Agents Need Read/Write Separation
An agent needs context to be useful. It needs to read tickets, files, logs, dashboards, policies, and previous decisions. But the permissions that make reading useful are not the same permissions that make writing dangerous. Combining them is one of the fastest ways to turn a helpful assistant into an unclear production actor.
The thesis
Read and write capabilities should be separated by identity, tool surface, state transition, and approval. Observation is not mutation.
This sounds basic, but many agent systems skip it. They give one runtime a broad token and a pile of tools, then ask the model to be careful. The model can search the repo, edit files, post comments, run commands, update tickets, and call deployment tools from the same planning loop. The result is convenient until a stale assumption or prompt injection turns into a write.
Read/write separation is not about slowing the agent down. It is about making the moment of mutation explicit.
The production pattern
A support agent is allowed to inspect account state and draft fixes. It reads a customer note, searches internal docs, looks up current feature flags, and identifies that the account is in the wrong segment. The next useful step is a write: change the segment or open an operations request.
If the same tool token can read and write account state, the boundary depends on model behavior. Maybe the system prompt says, "Do not modify customer accounts without approval." But if the write function is available and the model believes the user already approved it, the system has no hard separation.
The same pattern appears in engineering agents. Reading a pull request, review thread, and CI log is low-risk compared with pushing a branch or resolving a review comment. Searching deployment logs is different from restarting a service. Listing feature flags is different from flipping one.
The work often needs both phases. The mistake is making them indistinguishable.
The model
I design agent runs around a read phase, proposal phase, write phase, and verification phase.
The read phase has broad enough access to build context. It can search, fetch, list, inspect, summarize, and compare. Reads still need limits when they touch private data, but they usually do not need per-action human approval. The read phase should not be able to mutate shared state except for its own audit log.
The proposal phase turns observations into explicit intended writes. A proposal includes target resource, exact change, reason, supporting context, preconditions, expected effect, and verification plan. It is the bridge between analysis and mutation.
The write phase uses a narrower identity or capability grant. It can perform only the approved action, against the approved resource, within the approved time window. If the proposal changes, the write grant is no longer valid.
The verification phase reads after the write. It should not rely on the write tool's success string. It fetches the resource, checks the version, confirms the job, or records the message id. After verification, the write grant can be discarded.
This model is close to how careful humans work. We read broadly, propose specifically, change narrowly, and verify afterward. Agents need the same shape because their planner is less reliable than a careful human, not more.
Where this goes wrong
The most common failure is a single all-purpose tool identity. A GitHub token can read issues, push branches, update comments, and merge pull requests. A cloud credential can list logs and restart services. An internal admin token can inspect accounts and update them. If the agent has that identity throughout the run, policy becomes advisory unless every tool enforces scope internally.
Another failure is hidden writes during reads. A "read" tool that marks notifications as seen, refreshes caches in shared storage, creates audit comments, or triggers lazy jobs is not purely read-only. Those effects may be harmless, but they need to be known. In agent systems, even small hidden writes can confuse replay and verification.

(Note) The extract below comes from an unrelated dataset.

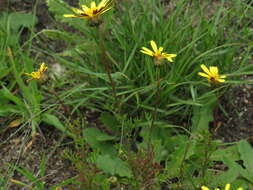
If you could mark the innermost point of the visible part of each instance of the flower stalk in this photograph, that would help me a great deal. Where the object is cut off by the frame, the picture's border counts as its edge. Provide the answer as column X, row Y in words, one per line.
column 104, row 59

A third failure is allowing write tools to fetch their own context. For example, fix_customer_account(customer_id) both reads account data and applies changes. That makes it hard to review the decision. The proposal should be formed from explicit reads before the write tool is called.
The counterpoint is that strict separation can feel heavy for low-risk tasks. An agent editing a local scratch document does not need a formal write grant for every save. The line should be drawn around shared state, external effects, sensitive data, and operations that trigger other systems.
What I do now
I give read and write tools different names, credentials, and logs. A read token cannot accidentally write because the underlying system denies it. A write token cannot wander because it is scoped to a specific action.
I make the transition visible in the user experience. Before a write, the agent presents the proposed change, not a vague plan. For code, that means a diff. For messages, it means the exact recipient and body. For tickets, it means the exact fields. For operations, it means the command, target, and expected effect.
I also make writes preconditioned on the reads that justified them. If the agent read file hash abc123, the write should fail if the file is now def456. If it read a ticket while assigned to one owner, the update should stop if ownership changed.
Finally, I test that read-only mode is actually read-only. The harness should run a realistic task with write tools absent and confirm no shared state changed. Then it should grant a narrow write and confirm only the proposed resource changed.
Closing takeaway
Agents become safer when observation is cheap and mutation is deliberate. Broad reads can inform the plan, but writes need a separate gate.